Gone are the days where cell phones are strictly forbidden at museums. At least at the Cleveland Museum of Art , one of the world’s most distinguished art institutions. I visited the Cleveland Museum of Art a few weeks ago and was amazed by the hidden nuggets that cell phones are revealing. Where some museums have signs reminding you of the prohibition of cell phones, the CMA has signs encouraging you to use your smart phone. They’re just not using the smart phone in one particular way. They are using both QR codes for advertising and mobile phone tours.
QR is short for Quick Response, and the codes are two-dimensional black and white squares arranged in a specific matrix, much like that of a barcode. QR codes were originally used for vehicle manufacturing, but as you can tell these nifty little squares of technology are becoming quite popular outside the world of manufacturing. Artist Fabrice de Nola is working with QR codes within her oil paintings and QR Arts is turning practical and actual QR codes into designs for companies.

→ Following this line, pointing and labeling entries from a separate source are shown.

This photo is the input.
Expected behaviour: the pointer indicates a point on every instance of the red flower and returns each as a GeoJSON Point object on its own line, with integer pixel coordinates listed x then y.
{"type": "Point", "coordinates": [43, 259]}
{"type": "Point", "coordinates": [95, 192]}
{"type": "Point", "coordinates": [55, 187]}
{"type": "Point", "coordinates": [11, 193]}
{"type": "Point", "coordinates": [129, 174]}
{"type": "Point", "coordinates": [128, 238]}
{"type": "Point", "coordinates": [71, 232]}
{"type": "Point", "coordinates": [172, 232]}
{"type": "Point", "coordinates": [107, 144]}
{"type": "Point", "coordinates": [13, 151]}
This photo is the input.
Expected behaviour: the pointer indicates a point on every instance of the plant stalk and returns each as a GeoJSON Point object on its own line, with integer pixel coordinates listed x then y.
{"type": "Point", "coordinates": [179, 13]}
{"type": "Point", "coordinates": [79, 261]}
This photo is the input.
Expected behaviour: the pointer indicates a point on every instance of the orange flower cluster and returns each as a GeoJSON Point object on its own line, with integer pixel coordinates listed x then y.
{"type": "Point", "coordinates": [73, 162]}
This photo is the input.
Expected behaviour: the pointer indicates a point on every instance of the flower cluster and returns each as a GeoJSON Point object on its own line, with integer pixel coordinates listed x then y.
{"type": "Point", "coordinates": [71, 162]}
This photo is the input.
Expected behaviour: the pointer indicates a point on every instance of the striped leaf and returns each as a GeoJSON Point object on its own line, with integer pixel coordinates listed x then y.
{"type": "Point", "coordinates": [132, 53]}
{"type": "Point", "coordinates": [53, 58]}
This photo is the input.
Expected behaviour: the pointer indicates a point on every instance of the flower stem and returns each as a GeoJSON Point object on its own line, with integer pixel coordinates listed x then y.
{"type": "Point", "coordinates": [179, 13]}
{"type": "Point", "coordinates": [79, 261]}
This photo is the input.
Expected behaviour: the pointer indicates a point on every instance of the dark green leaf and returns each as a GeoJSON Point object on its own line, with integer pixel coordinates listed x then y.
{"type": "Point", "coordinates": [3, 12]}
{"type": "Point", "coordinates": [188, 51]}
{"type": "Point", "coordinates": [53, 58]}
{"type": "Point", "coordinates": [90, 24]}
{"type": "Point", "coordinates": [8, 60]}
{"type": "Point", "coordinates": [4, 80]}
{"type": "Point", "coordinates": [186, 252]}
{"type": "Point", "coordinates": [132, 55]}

According to Museum Media the CMA is the first museum in Northeast Ohio to attempt to use QR codes. The Vancouver Opera and the Palm Beach Opera are also using QR codes in their advertisements. The codes were placed within advertisements in June 2010 for the reopening of the museum after its massive remodel and ongoing expansion. The codes directed people to the museums new website and allowed people to plan their trips to the free museum.
Tim Brokaw, managing partner of Brokaw Inc., the firm responsible for helping the CMA create the campaign said, “The art museum chose to experiment with QR codes for the first time to become more attractive to those people who often are early adopters of technology and are willing to try new things.”
QR codes are not the only new technology the Cleveland Museum of Art is using. They have started to use mobile phones for tours with the help of Earprint Productions. Founded by Jason Reinier, Earprint Productions, specializes in creating “exhibit design, mobile tours and apps, and scriptwriting for the museum community.”
Earprint Productions created an online and mobile tour called Art Conversations. Narrated by Dee Perry, “Art Conversations features voices of museum professionals, local artists, community members, and experts.” The audio is clear and allows the listening to hear these great insights without renting an antiquated listening device. We are now able to listen to mobile tours without wondering who used the device last. Unfortunately my phone did have some trouble receiving information, but other people within my group did not have the same problems. I blame my phone and not the technology.
Along with tapping into the smartphone niche the Cleveland Museum of Art has started their own blog. Within the blog contains posts about exhibits, artists and the construction project at the museum. I am glad that the Cleveland Museum of Art is advancing past what other museums are doing and into the world of technology.